In fact, webinars have become the order of the day, with the pharma sales force taken off the field. Mumbai-based JB Chemicals and Pharmaceuticals, which owns marquee brands like Metrogyl and Rantac, launched a cardiac (hypertension) product in March through a webinar right before the lockdown began. “We first trained our medical representatives (MRs) through webinars. Then we launched the product through webinars with doctors. This was right before the lockdown. However, making it available at the retail level has been a challenge,” said Pranabh Mody, president, JB Chemicals.
Drug firms depend on fresh prescriptions for their new introductions, which are made available at medical stores near the clinics visited by MRs. The lockdown has made supplying drugs to the right retail outlets a challenge. “Moreover, why would a chemist even stock a new brand when he knows fresh prescriptions will be rare,” said a senior official at a drug firm.
As a result, new launches have fallen sharply. From 278 new product launches in February, the number slipped to 123 in March, and drug makers said April would hardly see any new launches.

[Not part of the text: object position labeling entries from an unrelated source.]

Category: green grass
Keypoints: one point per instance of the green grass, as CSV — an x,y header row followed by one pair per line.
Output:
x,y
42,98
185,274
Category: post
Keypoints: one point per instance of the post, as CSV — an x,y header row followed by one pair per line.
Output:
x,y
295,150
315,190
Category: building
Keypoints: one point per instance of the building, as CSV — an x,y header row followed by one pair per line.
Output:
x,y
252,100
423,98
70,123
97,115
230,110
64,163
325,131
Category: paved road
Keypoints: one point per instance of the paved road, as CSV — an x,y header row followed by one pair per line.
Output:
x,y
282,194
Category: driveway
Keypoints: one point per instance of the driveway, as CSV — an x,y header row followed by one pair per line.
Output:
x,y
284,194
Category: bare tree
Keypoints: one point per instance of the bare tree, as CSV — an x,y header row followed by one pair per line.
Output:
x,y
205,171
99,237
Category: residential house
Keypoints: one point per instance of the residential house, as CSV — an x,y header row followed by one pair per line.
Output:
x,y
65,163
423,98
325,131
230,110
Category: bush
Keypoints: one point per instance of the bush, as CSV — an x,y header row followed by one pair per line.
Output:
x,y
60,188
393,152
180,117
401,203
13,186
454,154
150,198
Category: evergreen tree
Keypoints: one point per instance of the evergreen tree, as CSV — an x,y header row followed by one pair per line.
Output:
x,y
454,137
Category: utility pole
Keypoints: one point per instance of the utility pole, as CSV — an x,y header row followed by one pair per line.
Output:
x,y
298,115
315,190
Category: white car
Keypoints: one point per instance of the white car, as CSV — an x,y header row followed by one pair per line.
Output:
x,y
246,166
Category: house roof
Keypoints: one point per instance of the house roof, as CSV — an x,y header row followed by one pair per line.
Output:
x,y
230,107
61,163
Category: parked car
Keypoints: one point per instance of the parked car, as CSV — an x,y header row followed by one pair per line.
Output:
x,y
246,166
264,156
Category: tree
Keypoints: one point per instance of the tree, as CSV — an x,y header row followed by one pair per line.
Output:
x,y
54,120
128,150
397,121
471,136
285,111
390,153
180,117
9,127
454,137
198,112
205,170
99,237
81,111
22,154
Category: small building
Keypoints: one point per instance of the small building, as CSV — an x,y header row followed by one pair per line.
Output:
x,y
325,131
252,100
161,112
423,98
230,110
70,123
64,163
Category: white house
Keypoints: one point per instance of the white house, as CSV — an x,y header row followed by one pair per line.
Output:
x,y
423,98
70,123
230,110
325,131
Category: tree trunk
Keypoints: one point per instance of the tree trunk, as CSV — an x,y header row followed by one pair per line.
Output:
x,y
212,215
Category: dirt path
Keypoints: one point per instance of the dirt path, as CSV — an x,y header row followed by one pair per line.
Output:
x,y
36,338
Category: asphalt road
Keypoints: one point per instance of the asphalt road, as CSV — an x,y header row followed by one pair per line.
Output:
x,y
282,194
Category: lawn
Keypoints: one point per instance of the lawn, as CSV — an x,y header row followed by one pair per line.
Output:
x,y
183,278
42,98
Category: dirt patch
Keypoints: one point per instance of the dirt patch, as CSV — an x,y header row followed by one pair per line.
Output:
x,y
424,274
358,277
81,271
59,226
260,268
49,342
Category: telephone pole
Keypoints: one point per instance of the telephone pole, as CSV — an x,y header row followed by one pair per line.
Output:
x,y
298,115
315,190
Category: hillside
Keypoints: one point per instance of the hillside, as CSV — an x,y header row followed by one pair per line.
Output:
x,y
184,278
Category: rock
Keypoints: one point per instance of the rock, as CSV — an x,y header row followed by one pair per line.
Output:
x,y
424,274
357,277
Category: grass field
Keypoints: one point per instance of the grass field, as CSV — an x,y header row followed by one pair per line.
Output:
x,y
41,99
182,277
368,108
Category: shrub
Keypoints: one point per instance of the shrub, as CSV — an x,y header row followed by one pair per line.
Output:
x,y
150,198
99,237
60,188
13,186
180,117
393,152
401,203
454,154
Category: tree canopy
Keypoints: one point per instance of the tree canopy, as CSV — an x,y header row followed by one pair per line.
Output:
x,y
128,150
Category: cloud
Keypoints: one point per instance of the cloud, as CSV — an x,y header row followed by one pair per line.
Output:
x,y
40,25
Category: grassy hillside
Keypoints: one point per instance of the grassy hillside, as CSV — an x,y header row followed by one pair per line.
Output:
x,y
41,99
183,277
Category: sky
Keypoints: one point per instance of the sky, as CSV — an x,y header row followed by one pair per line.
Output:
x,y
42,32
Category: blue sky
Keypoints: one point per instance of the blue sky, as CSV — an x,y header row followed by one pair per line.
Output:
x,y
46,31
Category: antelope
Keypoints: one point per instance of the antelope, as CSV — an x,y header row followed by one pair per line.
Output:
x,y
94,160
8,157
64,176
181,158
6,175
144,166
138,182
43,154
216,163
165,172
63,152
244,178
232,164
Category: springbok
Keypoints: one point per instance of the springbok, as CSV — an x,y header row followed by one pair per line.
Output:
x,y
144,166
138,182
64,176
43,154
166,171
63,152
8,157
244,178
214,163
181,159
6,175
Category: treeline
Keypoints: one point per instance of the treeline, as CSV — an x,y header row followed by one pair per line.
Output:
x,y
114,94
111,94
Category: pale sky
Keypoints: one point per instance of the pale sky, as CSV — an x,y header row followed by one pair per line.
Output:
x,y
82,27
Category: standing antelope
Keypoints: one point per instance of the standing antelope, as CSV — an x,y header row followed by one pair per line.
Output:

Pharma majors said the sales outlook for April is even grimmer. “For the anti-infectives segment (antibiotics primarily), the sales in the first 15 days of April are down by 67 per cent compared to the first 15 days of March,” said the senior official of a Mumbai-based drug major.
He reasoned that demand for antibiotics, and even gastrointestinal medicines etc. is slowing down, with people staying indoors, eating home-cooked food and taking care of their health.
“The industry expects the value growth this year to slow down to 1.5-3 per cent if the crisis continues. Apart from new launches and smaller brands getting hit, logistics challenges will also affect overall sales,” said CEO of a drug major on condition of anonymity.